Stemwede - Die Dienstaufsichtsbeschwerde gegen Stemwedes Bürgermeister Gerd Rybak wurde vom Kreis zurückgewiesen. „Eine Dienstaufsichtsverletzung ist nicht erkennbar“, heißt es in einem Schreiben an den Antragsteller Wilhelm Riesmeier.

Der Sozialdemokrat hatte Rybak vorgeworfen, dass er wichtige Informationen falsch an die Öffentlichkeit weitergegeben habe und die aus seiner Sicht zu kurze Beratungszeit bezüglich des Beschlusses für die Gesamtschulpläne bemängelt. „Für die aus der Pressemitteilung folgende Berichterstattung kann Herr Rybak nicht verantwortlich gemacht werden“, schreibt Andreas Hilgendorf vom Recht- und Ordnungsamt des Kreises Minden-Lübbecke in dem Brief, der unserer Redaktion vorliegt. Zudem seien die Schlussfolgerungen Riesmeiers – demnach gingen die Beteiligten von einer Schließung der Stemweder-Berg-Schule aus – nicht nachvollziehbar, da es sich lediglich um Beschlussvorschläge gehandelt habe.

Im weiteren Verlauf habe Rybak ein Schreiben der Bezirkregierung zurückgehalten, meint Riesmeier. Dieses hatte der Ratsherr daraufhin an die Presse gegeben, wofür er möglicherweise ein Ordnungsgeld zahlen soll.

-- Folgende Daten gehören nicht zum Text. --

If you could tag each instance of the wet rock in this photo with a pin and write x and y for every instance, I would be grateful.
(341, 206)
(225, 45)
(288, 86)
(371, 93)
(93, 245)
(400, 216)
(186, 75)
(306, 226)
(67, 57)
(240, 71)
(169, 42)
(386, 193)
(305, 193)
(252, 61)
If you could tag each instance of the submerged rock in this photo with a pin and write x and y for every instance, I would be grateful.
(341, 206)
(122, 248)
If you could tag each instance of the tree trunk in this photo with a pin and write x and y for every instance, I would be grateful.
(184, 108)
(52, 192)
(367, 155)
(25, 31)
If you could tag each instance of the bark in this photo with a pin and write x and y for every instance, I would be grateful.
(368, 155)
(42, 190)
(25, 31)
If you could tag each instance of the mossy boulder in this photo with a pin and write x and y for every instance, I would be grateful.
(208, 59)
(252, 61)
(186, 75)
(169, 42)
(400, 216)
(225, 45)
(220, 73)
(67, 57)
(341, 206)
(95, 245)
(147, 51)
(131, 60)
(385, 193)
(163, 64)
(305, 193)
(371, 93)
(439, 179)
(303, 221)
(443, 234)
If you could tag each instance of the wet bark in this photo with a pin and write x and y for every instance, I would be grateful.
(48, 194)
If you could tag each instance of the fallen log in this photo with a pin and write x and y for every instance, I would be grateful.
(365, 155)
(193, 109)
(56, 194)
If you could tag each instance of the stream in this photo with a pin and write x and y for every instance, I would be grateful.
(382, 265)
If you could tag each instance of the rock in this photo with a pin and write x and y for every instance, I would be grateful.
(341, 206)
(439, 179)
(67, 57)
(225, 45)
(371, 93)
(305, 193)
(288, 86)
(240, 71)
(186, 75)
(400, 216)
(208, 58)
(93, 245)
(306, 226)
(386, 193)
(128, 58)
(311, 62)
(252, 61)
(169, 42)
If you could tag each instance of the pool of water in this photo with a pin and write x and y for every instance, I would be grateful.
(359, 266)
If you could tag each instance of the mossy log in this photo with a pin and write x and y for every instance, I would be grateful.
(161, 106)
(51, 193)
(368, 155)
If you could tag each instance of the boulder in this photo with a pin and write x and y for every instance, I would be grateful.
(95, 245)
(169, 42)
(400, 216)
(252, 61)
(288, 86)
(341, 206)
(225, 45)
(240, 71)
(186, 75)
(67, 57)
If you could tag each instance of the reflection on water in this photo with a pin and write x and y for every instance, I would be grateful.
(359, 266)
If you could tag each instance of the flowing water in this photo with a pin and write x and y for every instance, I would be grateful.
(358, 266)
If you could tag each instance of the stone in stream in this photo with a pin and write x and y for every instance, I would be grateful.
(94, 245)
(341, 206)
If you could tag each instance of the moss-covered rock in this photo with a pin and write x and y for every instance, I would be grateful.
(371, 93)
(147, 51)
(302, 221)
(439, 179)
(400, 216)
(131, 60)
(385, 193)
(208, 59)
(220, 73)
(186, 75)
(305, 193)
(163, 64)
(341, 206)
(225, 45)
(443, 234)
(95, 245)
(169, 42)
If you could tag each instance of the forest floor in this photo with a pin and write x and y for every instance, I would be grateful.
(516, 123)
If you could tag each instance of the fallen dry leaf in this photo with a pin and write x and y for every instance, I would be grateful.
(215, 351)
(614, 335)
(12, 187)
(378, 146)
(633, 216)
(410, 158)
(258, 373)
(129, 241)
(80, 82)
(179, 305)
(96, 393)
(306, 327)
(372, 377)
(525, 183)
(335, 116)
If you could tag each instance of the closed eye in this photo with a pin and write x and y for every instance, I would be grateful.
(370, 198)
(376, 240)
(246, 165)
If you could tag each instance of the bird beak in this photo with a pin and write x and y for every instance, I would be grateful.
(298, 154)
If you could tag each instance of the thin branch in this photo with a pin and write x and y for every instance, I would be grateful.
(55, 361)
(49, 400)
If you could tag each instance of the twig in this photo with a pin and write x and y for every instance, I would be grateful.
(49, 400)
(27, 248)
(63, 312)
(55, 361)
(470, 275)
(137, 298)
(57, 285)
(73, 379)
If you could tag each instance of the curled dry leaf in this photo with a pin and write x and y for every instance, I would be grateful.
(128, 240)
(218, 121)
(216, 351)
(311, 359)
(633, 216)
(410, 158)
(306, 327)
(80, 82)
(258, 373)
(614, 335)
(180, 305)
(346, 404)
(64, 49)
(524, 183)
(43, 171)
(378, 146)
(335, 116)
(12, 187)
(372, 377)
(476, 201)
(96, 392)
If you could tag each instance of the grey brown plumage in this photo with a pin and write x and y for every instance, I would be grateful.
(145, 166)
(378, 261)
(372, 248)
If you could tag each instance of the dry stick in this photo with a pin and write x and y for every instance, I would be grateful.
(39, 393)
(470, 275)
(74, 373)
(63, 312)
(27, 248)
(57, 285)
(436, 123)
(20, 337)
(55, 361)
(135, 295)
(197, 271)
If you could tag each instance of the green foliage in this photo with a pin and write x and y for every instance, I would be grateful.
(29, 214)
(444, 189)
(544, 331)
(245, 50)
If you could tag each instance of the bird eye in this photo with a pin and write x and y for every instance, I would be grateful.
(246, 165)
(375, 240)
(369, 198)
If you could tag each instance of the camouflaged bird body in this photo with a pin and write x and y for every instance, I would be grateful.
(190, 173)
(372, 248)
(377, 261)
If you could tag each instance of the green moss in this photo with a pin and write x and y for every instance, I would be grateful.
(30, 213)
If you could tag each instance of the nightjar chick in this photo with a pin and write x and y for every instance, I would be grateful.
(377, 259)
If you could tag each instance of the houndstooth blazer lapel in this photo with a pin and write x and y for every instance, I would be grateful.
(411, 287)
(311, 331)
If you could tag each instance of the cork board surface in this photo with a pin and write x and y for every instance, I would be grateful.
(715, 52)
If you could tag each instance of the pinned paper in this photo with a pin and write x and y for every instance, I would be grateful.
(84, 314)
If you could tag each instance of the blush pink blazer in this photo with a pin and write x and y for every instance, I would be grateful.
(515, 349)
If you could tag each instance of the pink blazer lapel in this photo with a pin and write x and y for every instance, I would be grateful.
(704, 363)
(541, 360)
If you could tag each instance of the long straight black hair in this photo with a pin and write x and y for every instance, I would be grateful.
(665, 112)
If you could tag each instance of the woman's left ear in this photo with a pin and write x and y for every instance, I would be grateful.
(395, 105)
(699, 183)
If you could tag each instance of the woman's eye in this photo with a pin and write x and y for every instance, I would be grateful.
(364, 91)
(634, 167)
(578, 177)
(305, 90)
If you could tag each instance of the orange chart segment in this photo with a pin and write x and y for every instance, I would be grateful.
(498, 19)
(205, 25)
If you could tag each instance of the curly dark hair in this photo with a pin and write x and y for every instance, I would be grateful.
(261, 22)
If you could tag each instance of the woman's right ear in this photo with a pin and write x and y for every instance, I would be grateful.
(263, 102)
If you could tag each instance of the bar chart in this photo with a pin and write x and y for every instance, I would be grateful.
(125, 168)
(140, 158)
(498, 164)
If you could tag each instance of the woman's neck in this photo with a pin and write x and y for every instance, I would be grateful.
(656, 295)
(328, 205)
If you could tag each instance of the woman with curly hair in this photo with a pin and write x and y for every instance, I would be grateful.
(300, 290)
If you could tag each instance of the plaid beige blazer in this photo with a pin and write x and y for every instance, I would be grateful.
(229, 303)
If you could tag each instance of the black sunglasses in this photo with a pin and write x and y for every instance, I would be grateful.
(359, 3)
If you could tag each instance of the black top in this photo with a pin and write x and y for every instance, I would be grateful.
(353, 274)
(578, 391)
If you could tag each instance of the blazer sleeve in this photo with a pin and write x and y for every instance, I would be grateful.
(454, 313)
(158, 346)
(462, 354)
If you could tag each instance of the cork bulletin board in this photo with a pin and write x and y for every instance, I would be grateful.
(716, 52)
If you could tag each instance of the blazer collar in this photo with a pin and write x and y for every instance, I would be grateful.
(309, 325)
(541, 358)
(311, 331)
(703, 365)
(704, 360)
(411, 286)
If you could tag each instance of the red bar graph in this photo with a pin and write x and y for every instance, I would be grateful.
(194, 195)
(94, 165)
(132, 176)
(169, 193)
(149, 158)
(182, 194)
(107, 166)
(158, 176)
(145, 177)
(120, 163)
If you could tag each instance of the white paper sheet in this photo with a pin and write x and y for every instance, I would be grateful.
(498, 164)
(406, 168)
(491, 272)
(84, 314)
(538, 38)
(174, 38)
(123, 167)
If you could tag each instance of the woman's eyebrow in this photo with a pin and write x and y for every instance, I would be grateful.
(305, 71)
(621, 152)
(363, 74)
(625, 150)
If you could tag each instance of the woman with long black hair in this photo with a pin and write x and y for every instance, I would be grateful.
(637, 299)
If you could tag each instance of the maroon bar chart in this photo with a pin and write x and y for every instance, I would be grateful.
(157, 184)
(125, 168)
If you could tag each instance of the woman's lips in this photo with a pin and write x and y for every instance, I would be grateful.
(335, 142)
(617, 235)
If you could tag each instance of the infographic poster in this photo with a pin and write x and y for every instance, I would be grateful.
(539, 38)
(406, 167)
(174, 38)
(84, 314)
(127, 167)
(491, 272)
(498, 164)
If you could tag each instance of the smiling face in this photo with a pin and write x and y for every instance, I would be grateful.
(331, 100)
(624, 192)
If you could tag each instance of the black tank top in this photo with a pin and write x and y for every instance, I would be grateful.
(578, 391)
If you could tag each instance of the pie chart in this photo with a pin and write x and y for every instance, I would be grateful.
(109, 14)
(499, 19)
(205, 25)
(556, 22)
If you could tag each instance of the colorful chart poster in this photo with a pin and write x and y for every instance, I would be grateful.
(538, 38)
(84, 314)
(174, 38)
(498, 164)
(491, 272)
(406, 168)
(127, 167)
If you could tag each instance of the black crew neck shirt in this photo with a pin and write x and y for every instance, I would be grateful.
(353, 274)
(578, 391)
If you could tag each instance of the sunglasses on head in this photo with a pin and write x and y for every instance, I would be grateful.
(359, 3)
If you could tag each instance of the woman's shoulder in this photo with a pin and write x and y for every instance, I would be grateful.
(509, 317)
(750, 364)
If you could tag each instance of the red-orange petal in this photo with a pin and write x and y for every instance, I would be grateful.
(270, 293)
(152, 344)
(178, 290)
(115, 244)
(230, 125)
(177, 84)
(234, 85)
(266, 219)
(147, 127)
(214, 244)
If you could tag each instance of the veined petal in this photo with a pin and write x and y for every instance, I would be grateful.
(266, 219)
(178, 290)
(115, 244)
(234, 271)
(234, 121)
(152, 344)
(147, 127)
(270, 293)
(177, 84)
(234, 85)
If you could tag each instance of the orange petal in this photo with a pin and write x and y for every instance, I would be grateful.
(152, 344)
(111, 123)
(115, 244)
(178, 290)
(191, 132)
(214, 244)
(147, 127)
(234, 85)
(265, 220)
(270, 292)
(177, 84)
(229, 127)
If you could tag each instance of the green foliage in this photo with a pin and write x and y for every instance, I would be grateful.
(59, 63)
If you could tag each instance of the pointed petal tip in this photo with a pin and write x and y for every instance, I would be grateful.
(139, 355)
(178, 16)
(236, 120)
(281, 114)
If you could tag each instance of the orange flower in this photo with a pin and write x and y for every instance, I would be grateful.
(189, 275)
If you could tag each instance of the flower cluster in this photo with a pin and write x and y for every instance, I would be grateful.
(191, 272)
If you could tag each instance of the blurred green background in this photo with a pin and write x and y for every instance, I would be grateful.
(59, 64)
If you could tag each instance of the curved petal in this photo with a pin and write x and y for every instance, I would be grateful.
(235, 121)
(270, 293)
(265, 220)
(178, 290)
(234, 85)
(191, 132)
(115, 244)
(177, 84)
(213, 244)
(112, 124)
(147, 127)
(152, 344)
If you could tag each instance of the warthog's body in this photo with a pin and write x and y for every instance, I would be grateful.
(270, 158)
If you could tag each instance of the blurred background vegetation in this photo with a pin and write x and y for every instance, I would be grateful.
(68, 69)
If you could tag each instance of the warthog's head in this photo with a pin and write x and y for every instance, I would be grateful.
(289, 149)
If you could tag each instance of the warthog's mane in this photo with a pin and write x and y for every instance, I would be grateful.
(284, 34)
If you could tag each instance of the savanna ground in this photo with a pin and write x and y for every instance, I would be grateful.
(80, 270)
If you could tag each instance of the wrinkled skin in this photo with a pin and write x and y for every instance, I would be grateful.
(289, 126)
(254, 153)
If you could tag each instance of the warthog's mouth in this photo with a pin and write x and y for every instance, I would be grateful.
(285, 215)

Der Rat vertagte diesen Beschluss aber in seiner jüngsten Sitzung, weil Wilhelm Riesmeier aufgrund einer Erkrankung nicht an der Sitzung teilnehmen konnte (wir berichteten). Aus Sicht des Kreisordnungsamtes war dieses Schreiben „nicht Gegenstand der Beratungen“.

Für die Behörde steht fest, dass Rybak entgegen der Auffassung des Ratsmitgliedes Riesmeier seine Dienstpflichten nicht verletzt hat. „Ihre Zweifel an der Rechtswidrigkeit des Beschlusses aufgrund mangelnder Informationen über die Folgen kann ich nicht teilen“, nimmt Hilgendorf zu einem weiteren Aspekt Stellung.

„Die Angelegenheit ist damit für mich erledigt“, kommentiert Bürgermeister Rybak, nachdem er über die abgewiesene Dienstaufsichtsbeschwerde in Kenntnis gesetzt wurde.